L’art. 7 TUE dà la possibilità di sospensione di alcuni diritti per tali violazioni gravi e persistenti, e prevede un
procedimento molto gravoso (leggi libro pag.45) e per questo motivo le Istituzioni coinvolte hanno introdotto
informalmente dei meccanismi di dialogo con gli Stati laddove si profilino situazioni di minaccia sistematica allo Stato di
diritto, ad esempio il parere sullo Stato di diritto della Commissione (leggi libro pag.46 per i dettagli).

Il recesso
Il recesso prima di Lisbona, o per meglio dire prima della mancata Costituzione Europea, non era stato previsto da
nessun Trattato proprio per simboleggiare la coesione della Comunità. Nonostante ciò, il recesso prima del 2009 non era
inammissibile dal momento che la Convenzione di Vienna sul diritto dei trattati del 1969 prevedeva che in caso di
assenza di una clausola in materia di recesso, quest’ultimo era ammissibile quando si ha un cambiamento radicale delle
circostanze le quali sono state fondamentali per la conclusione del Trattato, ex art.69 CVDT (es. Groenlandia è uscita per
autonomia dalla Danimarca), ovvero quando vi è un consenso di tutte le parti, ex art. 54 CVDT.

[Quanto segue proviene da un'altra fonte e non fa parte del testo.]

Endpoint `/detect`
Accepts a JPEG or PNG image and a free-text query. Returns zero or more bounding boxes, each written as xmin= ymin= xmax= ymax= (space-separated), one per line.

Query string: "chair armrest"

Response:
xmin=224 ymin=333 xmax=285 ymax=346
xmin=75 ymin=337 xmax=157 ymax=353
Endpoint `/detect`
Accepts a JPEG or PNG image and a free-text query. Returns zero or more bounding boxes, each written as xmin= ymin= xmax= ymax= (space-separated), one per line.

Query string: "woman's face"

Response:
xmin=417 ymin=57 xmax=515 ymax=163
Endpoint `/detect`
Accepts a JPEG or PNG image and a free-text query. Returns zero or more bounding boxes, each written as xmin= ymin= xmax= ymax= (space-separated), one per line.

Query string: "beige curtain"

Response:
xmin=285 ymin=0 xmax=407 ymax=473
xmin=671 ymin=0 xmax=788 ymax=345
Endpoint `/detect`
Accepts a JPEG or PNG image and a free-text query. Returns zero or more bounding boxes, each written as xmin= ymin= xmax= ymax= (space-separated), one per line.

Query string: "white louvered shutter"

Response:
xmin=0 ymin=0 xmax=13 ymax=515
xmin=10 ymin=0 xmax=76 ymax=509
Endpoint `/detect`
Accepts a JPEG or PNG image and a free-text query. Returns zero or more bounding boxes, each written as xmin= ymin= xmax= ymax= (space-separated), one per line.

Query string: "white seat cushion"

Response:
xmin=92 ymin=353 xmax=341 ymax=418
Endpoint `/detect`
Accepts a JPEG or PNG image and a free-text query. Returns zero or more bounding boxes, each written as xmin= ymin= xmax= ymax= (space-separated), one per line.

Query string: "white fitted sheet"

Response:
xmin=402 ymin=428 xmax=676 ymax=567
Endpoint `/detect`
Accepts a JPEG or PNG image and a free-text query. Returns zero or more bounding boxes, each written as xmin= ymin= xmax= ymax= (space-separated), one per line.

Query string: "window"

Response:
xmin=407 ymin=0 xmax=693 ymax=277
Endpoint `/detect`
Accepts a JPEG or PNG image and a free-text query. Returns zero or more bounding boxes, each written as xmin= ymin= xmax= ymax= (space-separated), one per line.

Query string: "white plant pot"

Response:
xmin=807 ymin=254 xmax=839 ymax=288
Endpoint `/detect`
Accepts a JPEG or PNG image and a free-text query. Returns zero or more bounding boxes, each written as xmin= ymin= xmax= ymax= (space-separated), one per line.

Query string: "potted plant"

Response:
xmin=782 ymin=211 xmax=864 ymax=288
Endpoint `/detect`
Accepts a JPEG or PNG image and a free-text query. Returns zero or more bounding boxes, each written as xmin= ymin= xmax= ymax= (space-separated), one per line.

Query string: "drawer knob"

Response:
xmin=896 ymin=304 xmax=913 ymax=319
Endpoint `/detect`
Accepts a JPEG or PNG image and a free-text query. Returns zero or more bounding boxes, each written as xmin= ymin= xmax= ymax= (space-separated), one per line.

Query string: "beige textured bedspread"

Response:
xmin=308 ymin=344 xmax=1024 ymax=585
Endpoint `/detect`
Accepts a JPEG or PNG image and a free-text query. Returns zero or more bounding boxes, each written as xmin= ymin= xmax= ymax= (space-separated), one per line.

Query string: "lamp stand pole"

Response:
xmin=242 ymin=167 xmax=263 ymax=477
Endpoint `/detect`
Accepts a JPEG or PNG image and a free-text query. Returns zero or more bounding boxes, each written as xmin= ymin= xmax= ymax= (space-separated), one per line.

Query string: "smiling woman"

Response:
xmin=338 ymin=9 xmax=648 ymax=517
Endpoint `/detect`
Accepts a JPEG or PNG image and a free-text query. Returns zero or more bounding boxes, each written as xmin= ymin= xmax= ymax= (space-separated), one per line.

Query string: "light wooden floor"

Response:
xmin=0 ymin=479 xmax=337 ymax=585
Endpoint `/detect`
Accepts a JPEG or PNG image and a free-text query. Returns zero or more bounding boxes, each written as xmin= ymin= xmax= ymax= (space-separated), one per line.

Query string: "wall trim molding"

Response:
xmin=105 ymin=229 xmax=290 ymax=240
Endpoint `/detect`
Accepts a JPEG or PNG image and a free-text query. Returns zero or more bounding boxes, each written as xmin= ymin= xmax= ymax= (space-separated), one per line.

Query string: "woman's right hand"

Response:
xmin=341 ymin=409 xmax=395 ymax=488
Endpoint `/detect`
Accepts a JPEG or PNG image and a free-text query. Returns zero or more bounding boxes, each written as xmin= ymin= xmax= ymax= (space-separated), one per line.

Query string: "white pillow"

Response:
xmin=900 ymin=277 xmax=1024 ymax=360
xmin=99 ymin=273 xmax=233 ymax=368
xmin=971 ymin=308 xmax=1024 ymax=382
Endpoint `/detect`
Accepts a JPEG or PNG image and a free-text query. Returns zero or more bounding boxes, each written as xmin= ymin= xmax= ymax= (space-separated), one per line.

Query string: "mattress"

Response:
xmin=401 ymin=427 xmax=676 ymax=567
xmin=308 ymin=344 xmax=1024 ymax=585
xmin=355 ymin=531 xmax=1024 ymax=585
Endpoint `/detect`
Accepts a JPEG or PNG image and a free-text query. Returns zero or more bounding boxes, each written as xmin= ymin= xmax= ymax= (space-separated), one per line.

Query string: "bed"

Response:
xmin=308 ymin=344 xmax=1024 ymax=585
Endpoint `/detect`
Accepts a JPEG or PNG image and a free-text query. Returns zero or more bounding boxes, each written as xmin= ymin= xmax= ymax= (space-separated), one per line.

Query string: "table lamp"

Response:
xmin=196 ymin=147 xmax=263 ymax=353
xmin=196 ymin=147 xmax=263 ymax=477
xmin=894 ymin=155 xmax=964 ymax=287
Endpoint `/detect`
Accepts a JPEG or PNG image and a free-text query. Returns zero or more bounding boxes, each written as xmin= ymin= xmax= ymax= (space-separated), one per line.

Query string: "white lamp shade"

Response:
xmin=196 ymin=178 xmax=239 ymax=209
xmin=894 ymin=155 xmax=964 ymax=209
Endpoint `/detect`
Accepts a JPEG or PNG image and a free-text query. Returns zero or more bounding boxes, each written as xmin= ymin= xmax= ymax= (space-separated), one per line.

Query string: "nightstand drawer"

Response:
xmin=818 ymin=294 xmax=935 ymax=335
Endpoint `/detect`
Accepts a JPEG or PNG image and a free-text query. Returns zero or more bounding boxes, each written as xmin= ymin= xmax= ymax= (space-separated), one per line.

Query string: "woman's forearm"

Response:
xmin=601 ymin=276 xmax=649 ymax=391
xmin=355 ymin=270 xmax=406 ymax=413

Dopo Lisbona si è introdotta nel TUE una clausola di recesso disciplinato dall’art.50 del TUE che configura una forma di
recesso unilaterale, ossia senza il consenso degli altri Stati. La procedura stabilita dall’art.50 TUE è una procedura
complessa che prevede la notifica da parta dello Stato membro nei confronti del Consiglio europeo della sua volontà di
lasciare l’Unione e successivamente l’inizio della fase di negoziato tra lo Stato e l’Unione per la conclusione di un
accordo che definisce le modalità di recesso (par.2). Qualora la fase di negoziato sia un successo, il recesso diventa
effettivo al momento dell’entrata in vigore dell’accordo (par.3). Qualora, invece, il negoziato non abbia un esito positivo,
lo Stato comunque perde lo Status di membro e i Trattati cessano di essere applicati allo Stato recedente dopo 2 anni
dalla notifica (o allo scadere di un termine deciso all’unanimità dal Consiglio). La fase di negoziato prende il via dopo
l’adozione da parte del Consiglio Europeo degli orientamenti su cui dovrà essere impostata la posizione dell’Unione, tale
fase deve inoltre essere svolta secondo quanto stabilito dall’art.218 del TFUE per gli accordi internazionali dell’Unione
con i paesi terzi. L’accordo poi sarà concluso dal Consiglio dell’Unione con una maggioranza qualificata rafforzata, ossia il
72% dei membri che rappresentino il 65% della popolazione dell’Unione (senza contare lo stato recedente), previa
approvazione del Parlamento. L’accordo di recesso è un accordo internazionale dell’Unione dal momento che si applica
di fatto ad uno Stato terzo e in quanto tale non può modificare né derogare le norme dei Trattati, ovvero non è diritto
primario. L’accordo di recesso inoltre serve solamente ad “accompagnare” con norme transitorie il passaggio al futuro
rapporto tra l’Unione e quello che sarà ormai uno stato terzo, rapporto regolato da nuovi accordi futuri tra i due.
L’art.50 TUE stabilisce, inoltre, che in caso di richiesta di adesione da parte di uno Stato che ha receduto dall’Unione,
tale richiesta dovrà seguire il procedimento stabilito dall’art. 49 TUE. I Trattati invece non prevedono nulla, in caso di
revoca della notifica di recesso da parte dello stato membro.